I was uncertain what I was looking for or might finally find.

From my two parents, I was unable to learn anything at all. When the topic of dreams and nightmares was brought up by me, neither of them had anything to say. I talked to each one separately, not together. But neither my mother nor father had anything to reveal on the matter. It was impossible for me to describe the horribly disgusting features of my persisting dream. It became necessary for me to put a halt on my probing about with them.

Since several other relatives resided in the metropolitan district, I made visits to paternal and maternal aunts and uncles, and later to numerous first and second cousins. All of these occasions turned into failures for me.

Since all of my grandparents were deceased, there could be no opportunities for inquiries into the past of our family dreams. But then I recalled mention years before of a certain great-uncle who lived out in the country somewhere. It was easy to uncover his address from one of my female cousins.

“Why do you want to know that?” she asked me.

“Perhaps just idle curiosity,” I replied, tongue in cheek.

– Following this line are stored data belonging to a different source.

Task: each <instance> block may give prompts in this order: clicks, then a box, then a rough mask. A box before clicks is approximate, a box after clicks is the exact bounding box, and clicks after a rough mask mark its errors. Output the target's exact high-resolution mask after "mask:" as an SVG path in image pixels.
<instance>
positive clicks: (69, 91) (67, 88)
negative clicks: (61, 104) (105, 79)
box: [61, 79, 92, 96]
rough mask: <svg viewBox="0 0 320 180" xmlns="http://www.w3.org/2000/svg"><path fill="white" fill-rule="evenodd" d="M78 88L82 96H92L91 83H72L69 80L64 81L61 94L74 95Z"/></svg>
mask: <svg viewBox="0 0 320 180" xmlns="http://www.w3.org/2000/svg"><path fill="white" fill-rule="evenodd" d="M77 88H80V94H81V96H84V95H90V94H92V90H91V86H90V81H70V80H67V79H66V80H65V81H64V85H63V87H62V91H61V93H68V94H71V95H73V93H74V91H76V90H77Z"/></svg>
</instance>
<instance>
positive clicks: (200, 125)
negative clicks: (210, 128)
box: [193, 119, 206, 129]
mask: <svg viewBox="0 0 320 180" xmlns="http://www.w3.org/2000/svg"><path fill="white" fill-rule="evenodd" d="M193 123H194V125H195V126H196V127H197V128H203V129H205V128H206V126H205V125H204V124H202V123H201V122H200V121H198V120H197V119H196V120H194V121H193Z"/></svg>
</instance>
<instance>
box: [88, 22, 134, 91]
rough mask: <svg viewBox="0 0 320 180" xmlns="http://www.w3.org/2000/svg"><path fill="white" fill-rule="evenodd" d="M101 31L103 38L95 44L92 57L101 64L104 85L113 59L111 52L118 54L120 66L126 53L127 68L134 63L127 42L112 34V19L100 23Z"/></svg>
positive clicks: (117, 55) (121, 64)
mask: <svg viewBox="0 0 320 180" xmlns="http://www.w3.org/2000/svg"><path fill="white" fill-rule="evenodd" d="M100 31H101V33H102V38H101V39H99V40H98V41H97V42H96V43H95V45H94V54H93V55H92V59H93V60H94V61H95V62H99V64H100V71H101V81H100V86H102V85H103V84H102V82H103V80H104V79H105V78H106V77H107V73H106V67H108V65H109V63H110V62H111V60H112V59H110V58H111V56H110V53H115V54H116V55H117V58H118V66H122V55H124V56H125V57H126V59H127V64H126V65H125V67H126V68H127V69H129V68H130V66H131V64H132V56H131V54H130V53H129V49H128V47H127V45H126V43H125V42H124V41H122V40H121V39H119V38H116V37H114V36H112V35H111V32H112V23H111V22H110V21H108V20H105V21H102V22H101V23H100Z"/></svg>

Here was perhaps my last chance for discovery. I packed a suitcase and took a train that stopped in the small hamlet where old Great-uncle Henry lived. The widower, alone in his ninties, was happy to see a relative from the city. He took me to a neighborhood tavern, where we conversed at great length about family history and relatives from the past and present.

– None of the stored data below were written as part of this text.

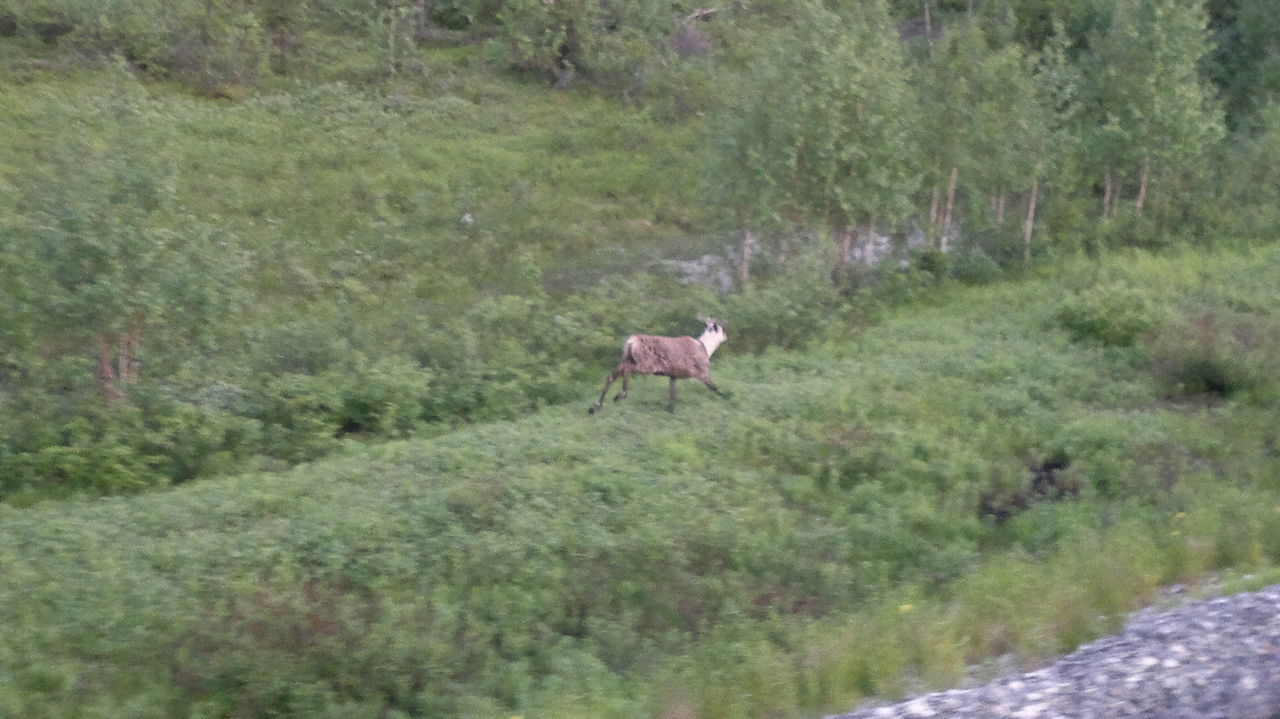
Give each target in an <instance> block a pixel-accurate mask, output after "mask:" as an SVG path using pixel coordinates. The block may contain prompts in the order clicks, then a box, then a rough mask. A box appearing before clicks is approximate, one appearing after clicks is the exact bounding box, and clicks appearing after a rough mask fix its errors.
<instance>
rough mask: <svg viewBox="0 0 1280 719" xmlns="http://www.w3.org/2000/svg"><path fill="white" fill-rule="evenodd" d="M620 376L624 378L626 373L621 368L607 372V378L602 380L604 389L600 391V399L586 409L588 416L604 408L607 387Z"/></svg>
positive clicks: (623, 383)
mask: <svg viewBox="0 0 1280 719" xmlns="http://www.w3.org/2000/svg"><path fill="white" fill-rule="evenodd" d="M620 376H626V371H625V370H623V368H622V367H618V368H617V370H613V371H612V372H609V377H608V379H607V380H604V389H603V390H600V398H599V399H596V400H595V404H593V406H590V407H588V408H586V413H588V415H595V413H596V412H599V411H600V407H603V406H604V395H607V394H609V386H611V385H613V381H614V380H617V379H618V377H620ZM622 384H623V385H626V380H623V381H622Z"/></svg>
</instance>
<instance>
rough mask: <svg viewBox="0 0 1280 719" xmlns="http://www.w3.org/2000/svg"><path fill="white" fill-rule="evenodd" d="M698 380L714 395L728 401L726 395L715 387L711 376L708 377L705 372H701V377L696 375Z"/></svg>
mask: <svg viewBox="0 0 1280 719" xmlns="http://www.w3.org/2000/svg"><path fill="white" fill-rule="evenodd" d="M698 379H699V380H700V381H701V383H703V384H704V385H707V389H709V390H712V391H714V393H716V394H718V395H721V397H723V398H724V399H728V393H724V391H721V389H719V388H718V386H716V383H714V381H712V376H710V375H708V374H707V372H703V374H701V375H698Z"/></svg>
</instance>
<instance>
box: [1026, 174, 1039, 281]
mask: <svg viewBox="0 0 1280 719" xmlns="http://www.w3.org/2000/svg"><path fill="white" fill-rule="evenodd" d="M1038 198H1039V178H1034V179H1032V197H1030V200H1028V201H1027V225H1025V226H1024V228H1023V264H1024V265H1029V264H1030V261H1032V230H1033V229H1034V228H1036V201H1037V200H1038Z"/></svg>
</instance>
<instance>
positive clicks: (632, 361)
mask: <svg viewBox="0 0 1280 719" xmlns="http://www.w3.org/2000/svg"><path fill="white" fill-rule="evenodd" d="M699 319H700V320H703V321H704V322H705V324H707V329H705V330H704V331H703V334H701V336H698V338H691V336H660V335H652V334H634V335H631V336H628V338H627V342H626V343H625V344H623V345H622V359H621V361H620V362H618V366H617V368H614V370H613V372H611V374H609V376H608V379H605V380H604V389H603V390H602V391H600V398H599V399H596V400H595V404H593V406H591V407H589V408H588V409H586V412H588V413H589V415H595V413H596V412H598V411H599V409H600V407H602V406H603V404H604V397H605V395H607V394H608V393H609V386H611V385H613V383H614V381H616V380H617V379H618V377H622V391H620V393H618V394H617V397H614V398H613V400H614V402H618V400H620V399H626V397H627V390H628V389H630V383H631V374H632V372H640V374H641V375H657V376H660V377H669V380H671V381H669V384H668V389H667V394H668V402H667V412H675V411H676V380H684V379H689V377H692V379H696V380H699V381H701V383H703V384H705V385H707V386H708V388H709V389H710V390H712V391H714V393H716V394H719V395H721V397H723V395H724V393H722V391H721V390H719V388H717V386H716V383H714V381H712V376H710V374H709V372H708V367H709V366H710V358H712V353H713V352H716V348H717V347H719V344H721V343H722V342H724V339H726V335H724V328H723V326H721V324H719V321H718V320H712V319H707V317H699Z"/></svg>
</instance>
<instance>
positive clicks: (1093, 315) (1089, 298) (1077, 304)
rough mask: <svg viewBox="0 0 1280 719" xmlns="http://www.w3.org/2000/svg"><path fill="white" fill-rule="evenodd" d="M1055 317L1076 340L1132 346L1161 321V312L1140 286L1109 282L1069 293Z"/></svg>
mask: <svg viewBox="0 0 1280 719" xmlns="http://www.w3.org/2000/svg"><path fill="white" fill-rule="evenodd" d="M1055 319H1056V320H1057V322H1059V324H1060V325H1061V326H1062V328H1064V329H1066V331H1068V333H1070V335H1071V339H1074V340H1076V342H1084V340H1091V342H1100V343H1102V344H1107V345H1112V347H1132V345H1133V344H1134V343H1135V342H1137V340H1138V338H1140V336H1142V335H1143V334H1146V333H1148V331H1151V330H1152V329H1155V328H1156V326H1157V325H1158V324H1160V322H1161V312H1160V310H1158V308H1157V306H1156V304H1155V302H1152V301H1151V298H1148V297H1147V294H1146V293H1144V292H1142V290H1140V289H1138V288H1133V287H1126V285H1120V284H1110V285H1101V287H1096V288H1092V289H1088V290H1084V292H1079V293H1075V294H1071V296H1070V297H1068V298H1066V299H1064V301H1062V303H1061V304H1060V306H1059V308H1057V312H1056V313H1055Z"/></svg>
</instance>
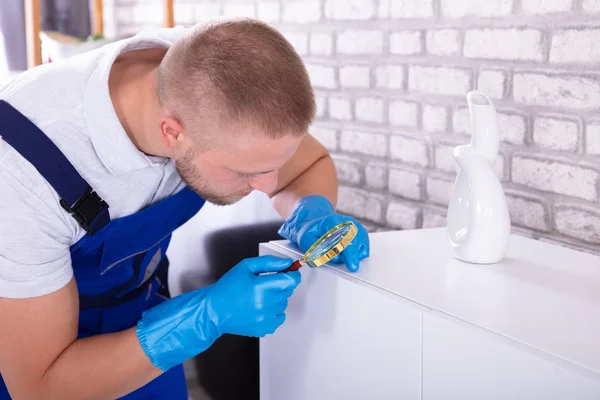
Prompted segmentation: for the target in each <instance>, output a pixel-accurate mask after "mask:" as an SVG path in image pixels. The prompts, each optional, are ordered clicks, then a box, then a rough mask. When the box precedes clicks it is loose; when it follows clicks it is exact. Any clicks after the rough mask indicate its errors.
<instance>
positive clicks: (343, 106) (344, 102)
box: [328, 96, 352, 121]
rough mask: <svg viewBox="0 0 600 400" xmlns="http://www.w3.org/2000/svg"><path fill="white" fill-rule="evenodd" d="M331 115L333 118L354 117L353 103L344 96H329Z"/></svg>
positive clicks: (341, 119)
mask: <svg viewBox="0 0 600 400" xmlns="http://www.w3.org/2000/svg"><path fill="white" fill-rule="evenodd" d="M328 106H329V116H330V117H331V118H332V119H339V120H342V121H350V120H351V119H352V104H351V103H350V100H349V99H346V98H343V97H335V96H332V97H329V103H328Z"/></svg>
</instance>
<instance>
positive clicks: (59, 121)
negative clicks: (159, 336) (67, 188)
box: [0, 27, 185, 298]
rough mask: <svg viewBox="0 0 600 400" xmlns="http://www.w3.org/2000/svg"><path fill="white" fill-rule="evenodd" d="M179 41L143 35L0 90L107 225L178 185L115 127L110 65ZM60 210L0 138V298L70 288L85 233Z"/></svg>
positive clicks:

Finally, after food and drinks, we reached a point when it seemed safe to bring up my topic of personal concern. First of all, I described my terrorizing nightmare that I had each and every night.

As I went on, the gray face of my relative began to turn a bright shade of red. I had never before seen him display any such intense emotion. It was evident at once that my description was gravely affecting him.

Without mentioning anything concerning outside influences on my mind, I came to a stop and stared with concentration at the face and eyes of my aged granduncle.

When he started to speak, it was in a hollow voice unlike anything he normally used.

“What you have told me is not new, but an echo of something earlier and much older. Let me explain.

“I had similar dreams for years while I was a young man. Then, making a detailed study of family genealogy, I came upon a certain true event from out of the distant past. It was this: my own maternal grandfather had been convicted of the murder of his wife, my grandmother. Instead of being executed for the crime, he was committed for life to an institution for the criminally insane. He was still there when I uncovered his personal history in old newspapers and court records. I was not permitted to see the elderly resident of the state asylum. But I talked with his psychiatrist, who informed me that he suffered nightmare visions of his crime every single night.

“I left the place with the immediate knowledge that it was he who was transmitting telepathic signals into my sleeping mind. Over time, I was able to put a halt to what I had been receiving from him. That occurred shortly before I learned that my insane grandfather had died.

“In recent days, though, the bad dreams have started once again. I have to conclude that he is still sending such visions from out of the past, from a plane of time that can still strike my sleeping mind.”

The old man looked at me with bitterness, but also a bit of sympathy.

I had to ask him a final question.

“How can I ever free myself from this torturous dreaming?”

“You cannot do that on your own,” he told me with a moan. “Only when he himself halts the dreaming can yours come to an end, as they once did for me. Today, I am suffering nightly pain exactly as you do. My only hope is that grandfather decides to no longer have this nightmare, even in his grave. It seems to me that alone will be your salvation as well.

“I am sorry, but that happens to be both your and my situation.”

I excused myself and quickly left the hamlet, never coming back again.

My fate has therefore remained at the mercy of this demented, dead grandfather of my own great-uncle, and I continue to dream of a murderous crime committed over a century ago.

I marvel every morning when I wake up at the genetic factor involved in the dream still broadcast into my mind.